In particular, Smead noted that since the onset of the pandemic, a disproportionately large quantity of people between the ages of 30 and 45 in the U.S. had grown to covet owning houses and cars, and living outside the main coastal cities and commercial hubs. He argued that this paradigm shift will not be arrested by this “late attack” from the Fed.
“In other words, they let this go on too long, and the market’s just coming to terms with that. They’re all in denial and they’re now just coming to terms with the beginnings of eliminating their denial,” he said.
Smead drew parallels between the current sequence of macroeconomic events and the early 1970s succession of the Vietnam War, President Lyndon B. Johnson’s “Great Society” — a series of ambitious domestic programs aimed at eradicating poverty and inequality and improving the environment — and the Arab Oil Embargo of 1973.
“We had the pandemic war, we had Biden’s Great Society and then the Saudi spring cut the legs off the U.S. oil industry by taking the price to zero in April of 2020,” Smead said.

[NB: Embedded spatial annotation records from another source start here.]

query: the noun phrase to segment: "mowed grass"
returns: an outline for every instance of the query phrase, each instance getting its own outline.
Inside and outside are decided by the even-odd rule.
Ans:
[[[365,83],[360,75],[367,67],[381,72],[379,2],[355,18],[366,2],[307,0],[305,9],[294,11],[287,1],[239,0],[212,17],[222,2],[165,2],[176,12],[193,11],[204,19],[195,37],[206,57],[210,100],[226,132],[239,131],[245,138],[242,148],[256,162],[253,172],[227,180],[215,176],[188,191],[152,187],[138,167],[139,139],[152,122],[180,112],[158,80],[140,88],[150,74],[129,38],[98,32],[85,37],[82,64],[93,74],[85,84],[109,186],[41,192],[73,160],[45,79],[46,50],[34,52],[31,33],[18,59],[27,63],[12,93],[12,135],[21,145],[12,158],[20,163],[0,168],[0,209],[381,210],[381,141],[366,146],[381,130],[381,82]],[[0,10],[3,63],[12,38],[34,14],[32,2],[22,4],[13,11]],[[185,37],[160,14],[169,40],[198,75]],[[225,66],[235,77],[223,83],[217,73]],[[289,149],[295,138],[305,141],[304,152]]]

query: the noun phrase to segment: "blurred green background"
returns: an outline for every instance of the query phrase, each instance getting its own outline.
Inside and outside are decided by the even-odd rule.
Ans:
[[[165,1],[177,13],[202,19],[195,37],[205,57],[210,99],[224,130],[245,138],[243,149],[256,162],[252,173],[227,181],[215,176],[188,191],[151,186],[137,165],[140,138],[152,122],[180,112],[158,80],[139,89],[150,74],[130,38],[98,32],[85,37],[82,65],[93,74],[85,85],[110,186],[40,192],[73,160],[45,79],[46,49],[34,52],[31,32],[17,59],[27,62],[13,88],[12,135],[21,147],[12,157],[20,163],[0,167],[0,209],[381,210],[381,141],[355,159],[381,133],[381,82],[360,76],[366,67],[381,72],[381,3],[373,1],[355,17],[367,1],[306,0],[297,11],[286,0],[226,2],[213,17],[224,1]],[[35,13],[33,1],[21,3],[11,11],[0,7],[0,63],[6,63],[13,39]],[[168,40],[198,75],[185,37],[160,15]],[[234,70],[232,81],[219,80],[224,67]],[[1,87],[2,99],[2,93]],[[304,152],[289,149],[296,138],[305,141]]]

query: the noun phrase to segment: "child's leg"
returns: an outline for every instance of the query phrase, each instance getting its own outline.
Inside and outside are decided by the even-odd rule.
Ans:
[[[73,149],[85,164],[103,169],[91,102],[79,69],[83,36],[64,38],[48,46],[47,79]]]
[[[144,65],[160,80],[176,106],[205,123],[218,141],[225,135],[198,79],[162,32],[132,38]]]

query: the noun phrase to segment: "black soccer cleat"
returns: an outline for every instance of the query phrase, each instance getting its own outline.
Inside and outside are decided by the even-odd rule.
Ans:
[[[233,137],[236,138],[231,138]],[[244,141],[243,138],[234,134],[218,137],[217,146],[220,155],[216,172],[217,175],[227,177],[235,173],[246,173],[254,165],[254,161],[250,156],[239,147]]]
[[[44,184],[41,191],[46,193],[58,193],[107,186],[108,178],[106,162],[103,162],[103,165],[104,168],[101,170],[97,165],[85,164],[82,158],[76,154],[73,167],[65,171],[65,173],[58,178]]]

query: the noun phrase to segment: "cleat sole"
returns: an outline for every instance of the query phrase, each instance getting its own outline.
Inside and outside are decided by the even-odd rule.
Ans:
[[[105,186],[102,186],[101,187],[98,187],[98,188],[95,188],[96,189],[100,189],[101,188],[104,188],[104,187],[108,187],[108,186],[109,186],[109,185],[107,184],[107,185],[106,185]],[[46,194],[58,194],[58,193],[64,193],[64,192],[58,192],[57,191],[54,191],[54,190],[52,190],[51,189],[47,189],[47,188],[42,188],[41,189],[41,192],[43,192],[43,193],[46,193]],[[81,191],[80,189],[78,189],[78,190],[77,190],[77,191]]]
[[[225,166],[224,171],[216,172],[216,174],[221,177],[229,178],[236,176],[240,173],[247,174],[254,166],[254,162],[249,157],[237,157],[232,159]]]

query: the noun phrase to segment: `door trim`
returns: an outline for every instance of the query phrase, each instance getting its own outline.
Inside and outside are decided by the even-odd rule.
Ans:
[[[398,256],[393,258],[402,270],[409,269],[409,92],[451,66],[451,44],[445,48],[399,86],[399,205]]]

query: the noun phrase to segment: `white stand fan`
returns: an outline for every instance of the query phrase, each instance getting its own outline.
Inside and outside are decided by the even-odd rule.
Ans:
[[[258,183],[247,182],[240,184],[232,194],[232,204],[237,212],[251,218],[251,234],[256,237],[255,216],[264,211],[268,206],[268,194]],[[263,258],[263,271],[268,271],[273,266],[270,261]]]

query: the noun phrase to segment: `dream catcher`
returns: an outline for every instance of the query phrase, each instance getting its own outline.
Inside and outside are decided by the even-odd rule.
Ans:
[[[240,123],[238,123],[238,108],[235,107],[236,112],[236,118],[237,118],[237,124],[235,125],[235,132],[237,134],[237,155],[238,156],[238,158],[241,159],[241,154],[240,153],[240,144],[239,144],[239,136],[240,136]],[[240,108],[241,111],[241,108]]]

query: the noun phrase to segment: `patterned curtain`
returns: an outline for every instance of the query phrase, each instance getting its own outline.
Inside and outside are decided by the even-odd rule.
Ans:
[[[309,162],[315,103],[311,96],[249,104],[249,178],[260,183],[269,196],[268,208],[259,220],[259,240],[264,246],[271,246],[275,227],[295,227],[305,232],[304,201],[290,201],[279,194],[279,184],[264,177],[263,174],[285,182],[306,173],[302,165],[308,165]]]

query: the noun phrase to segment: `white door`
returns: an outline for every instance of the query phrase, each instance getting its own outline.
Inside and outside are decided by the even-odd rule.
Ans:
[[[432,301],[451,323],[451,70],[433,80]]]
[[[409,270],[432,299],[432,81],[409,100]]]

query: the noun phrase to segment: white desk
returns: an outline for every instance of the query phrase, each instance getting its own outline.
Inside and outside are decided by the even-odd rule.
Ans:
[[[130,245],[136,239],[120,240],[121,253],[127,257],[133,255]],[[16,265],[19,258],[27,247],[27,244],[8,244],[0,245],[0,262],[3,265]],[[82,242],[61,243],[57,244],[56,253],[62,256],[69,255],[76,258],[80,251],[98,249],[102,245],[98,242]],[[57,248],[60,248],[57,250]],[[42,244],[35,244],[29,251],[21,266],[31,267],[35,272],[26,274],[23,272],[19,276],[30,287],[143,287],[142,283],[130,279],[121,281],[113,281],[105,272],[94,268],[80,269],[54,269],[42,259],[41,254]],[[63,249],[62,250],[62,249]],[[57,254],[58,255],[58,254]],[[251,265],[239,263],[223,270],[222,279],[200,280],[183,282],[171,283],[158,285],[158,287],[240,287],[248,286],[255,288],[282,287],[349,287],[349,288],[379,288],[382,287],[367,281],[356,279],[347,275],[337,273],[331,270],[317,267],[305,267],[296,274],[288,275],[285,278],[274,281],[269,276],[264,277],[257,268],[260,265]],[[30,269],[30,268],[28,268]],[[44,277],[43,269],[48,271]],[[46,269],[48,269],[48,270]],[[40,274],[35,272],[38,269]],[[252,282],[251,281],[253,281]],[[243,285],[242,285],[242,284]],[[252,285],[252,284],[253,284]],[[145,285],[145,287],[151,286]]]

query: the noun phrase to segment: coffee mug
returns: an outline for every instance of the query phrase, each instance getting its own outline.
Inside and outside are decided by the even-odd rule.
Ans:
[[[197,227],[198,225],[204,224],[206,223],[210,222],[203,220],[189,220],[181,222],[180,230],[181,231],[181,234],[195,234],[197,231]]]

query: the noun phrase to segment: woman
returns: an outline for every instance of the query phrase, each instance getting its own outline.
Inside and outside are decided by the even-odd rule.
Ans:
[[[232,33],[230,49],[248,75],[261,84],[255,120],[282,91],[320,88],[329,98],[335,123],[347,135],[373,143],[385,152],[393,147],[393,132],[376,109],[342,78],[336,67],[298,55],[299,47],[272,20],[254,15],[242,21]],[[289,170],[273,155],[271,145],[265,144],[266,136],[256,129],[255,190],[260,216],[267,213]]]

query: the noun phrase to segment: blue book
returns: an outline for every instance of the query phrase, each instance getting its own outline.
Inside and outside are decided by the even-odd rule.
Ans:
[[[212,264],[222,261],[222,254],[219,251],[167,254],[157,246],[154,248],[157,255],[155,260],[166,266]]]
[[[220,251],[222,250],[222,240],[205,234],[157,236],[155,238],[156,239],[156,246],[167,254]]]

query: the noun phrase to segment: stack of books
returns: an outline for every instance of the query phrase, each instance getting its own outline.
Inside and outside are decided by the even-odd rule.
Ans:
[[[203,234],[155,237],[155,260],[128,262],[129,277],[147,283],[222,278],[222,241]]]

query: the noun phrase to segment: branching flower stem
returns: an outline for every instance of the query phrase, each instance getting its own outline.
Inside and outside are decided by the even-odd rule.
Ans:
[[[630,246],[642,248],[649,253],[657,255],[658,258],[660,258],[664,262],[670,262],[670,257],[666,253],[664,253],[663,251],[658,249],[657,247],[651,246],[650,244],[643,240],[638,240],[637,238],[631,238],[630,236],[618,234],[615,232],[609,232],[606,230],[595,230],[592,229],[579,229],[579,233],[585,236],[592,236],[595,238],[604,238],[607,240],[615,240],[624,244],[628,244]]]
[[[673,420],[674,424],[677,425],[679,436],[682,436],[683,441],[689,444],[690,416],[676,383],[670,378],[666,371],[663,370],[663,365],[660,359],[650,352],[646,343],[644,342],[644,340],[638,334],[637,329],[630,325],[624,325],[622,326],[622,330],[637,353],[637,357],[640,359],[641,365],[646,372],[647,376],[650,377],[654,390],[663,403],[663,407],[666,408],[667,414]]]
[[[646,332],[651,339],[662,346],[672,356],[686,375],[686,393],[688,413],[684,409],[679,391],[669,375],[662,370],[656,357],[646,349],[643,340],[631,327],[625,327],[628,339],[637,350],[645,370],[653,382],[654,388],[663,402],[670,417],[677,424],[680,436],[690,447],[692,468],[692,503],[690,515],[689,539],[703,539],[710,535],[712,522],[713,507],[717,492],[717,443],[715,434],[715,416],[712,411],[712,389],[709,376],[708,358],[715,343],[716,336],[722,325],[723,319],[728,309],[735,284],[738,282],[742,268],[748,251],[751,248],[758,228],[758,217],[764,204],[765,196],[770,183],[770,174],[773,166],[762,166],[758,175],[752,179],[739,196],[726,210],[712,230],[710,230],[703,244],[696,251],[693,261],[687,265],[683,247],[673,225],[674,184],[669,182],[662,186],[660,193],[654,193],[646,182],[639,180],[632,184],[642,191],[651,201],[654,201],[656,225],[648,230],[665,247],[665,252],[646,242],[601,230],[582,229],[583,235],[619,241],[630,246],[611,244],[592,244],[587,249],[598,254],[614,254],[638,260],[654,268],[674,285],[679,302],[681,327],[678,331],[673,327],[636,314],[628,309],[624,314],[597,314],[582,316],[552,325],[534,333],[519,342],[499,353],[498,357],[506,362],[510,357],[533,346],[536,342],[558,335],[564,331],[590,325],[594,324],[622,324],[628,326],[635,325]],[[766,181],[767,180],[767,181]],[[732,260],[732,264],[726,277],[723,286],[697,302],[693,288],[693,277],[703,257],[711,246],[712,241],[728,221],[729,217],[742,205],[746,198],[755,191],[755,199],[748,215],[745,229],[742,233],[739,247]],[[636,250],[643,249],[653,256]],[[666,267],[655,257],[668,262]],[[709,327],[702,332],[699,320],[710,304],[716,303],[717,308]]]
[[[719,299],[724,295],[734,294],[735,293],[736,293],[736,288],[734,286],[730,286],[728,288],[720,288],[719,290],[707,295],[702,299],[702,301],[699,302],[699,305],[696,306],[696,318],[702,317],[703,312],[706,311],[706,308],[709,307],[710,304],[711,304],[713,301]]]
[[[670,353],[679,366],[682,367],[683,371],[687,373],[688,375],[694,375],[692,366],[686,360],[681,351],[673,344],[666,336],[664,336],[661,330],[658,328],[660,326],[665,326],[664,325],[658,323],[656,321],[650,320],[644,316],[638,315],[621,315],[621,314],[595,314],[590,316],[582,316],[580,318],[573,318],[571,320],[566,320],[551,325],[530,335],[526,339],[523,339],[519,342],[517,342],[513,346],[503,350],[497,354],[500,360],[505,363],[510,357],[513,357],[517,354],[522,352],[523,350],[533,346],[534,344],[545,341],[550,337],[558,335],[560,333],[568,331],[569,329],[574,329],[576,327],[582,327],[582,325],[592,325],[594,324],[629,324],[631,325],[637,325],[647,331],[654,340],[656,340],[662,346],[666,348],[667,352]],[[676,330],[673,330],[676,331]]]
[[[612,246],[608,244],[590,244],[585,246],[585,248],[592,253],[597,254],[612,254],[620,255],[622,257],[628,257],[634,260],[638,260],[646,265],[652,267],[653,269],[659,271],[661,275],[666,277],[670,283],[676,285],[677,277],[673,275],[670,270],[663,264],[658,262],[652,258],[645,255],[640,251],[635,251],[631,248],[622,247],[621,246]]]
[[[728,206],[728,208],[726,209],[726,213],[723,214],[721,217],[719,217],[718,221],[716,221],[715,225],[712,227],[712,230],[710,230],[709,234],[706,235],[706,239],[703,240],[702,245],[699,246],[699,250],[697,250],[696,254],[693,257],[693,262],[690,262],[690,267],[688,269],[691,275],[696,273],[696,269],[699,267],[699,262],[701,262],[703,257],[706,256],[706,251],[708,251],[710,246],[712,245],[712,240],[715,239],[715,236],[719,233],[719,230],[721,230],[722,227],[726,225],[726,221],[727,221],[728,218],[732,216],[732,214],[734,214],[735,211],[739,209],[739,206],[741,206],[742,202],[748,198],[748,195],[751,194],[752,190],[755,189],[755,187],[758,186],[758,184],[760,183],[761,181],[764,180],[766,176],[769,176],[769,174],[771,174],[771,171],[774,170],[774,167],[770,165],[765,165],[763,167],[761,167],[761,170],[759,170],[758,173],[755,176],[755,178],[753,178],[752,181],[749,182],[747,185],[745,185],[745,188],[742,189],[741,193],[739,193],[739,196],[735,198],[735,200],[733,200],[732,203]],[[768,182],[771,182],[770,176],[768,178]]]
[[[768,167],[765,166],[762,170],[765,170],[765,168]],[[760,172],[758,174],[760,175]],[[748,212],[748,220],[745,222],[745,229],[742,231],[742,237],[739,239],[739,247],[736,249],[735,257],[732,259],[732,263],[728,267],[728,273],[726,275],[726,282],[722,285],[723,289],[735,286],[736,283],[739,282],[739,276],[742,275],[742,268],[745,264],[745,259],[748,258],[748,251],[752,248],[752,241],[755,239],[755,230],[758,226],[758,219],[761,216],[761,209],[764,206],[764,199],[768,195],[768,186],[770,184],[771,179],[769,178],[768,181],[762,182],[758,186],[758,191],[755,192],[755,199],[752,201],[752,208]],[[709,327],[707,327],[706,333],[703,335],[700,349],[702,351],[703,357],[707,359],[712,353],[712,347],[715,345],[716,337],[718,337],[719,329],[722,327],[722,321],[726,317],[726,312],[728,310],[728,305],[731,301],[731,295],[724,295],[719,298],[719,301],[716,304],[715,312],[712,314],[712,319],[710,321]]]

“And then you pile this high number of people forming households in right behind that, and a shortage of houses and a shortage of cars, and that is the classic definition: Too many people with too much money chasing too few goods.”
Although his firm does not attempt to time the market in the short term, he suggested that elevated price-to-earnings ratios, the extremely high valuations for growth stocks and other forms of “financial euphoria” mean the market could be headed for an “extremely difficult period.”
“As a firm, we’re posturing that this will be like the 1970s, which was a nasty bear market in 73/74 and then it culminated with another bear market in 81/82, and there were only certain ways to make money, and they were all pretty much attached to making money from inflation,” he said.
“In other words, turn the thing that’s the negative into the positive, and you can see that in oil prices, you can see that in the price of homes.”
Smead contended that as pent up savings are channeled toward Main Street rather than Wall Street, continuing to exert upward pressure on consumer prices, it will be stocks that benefit from inflation which take the lead.
“The problem is there are so few of those to go around, and they’ve been so neglected by all this ESG feather dust that it’s going to be kind of wild,” he said.
“We could see some real wild price action, for example, in the oil companies that are actually trying to make money in this.”
However, Smead’s gloomy outlook is not shared by all. BNP Paribas Chief Global Economist Luigi Speranza said that while Fed Chair Jerome Powell’s hawkishness now has the French bank pricing in as many as six rate hikes this year, it was not yet sufficient to derail its bullish outlook for U.S. equities if earnings growth remains strong.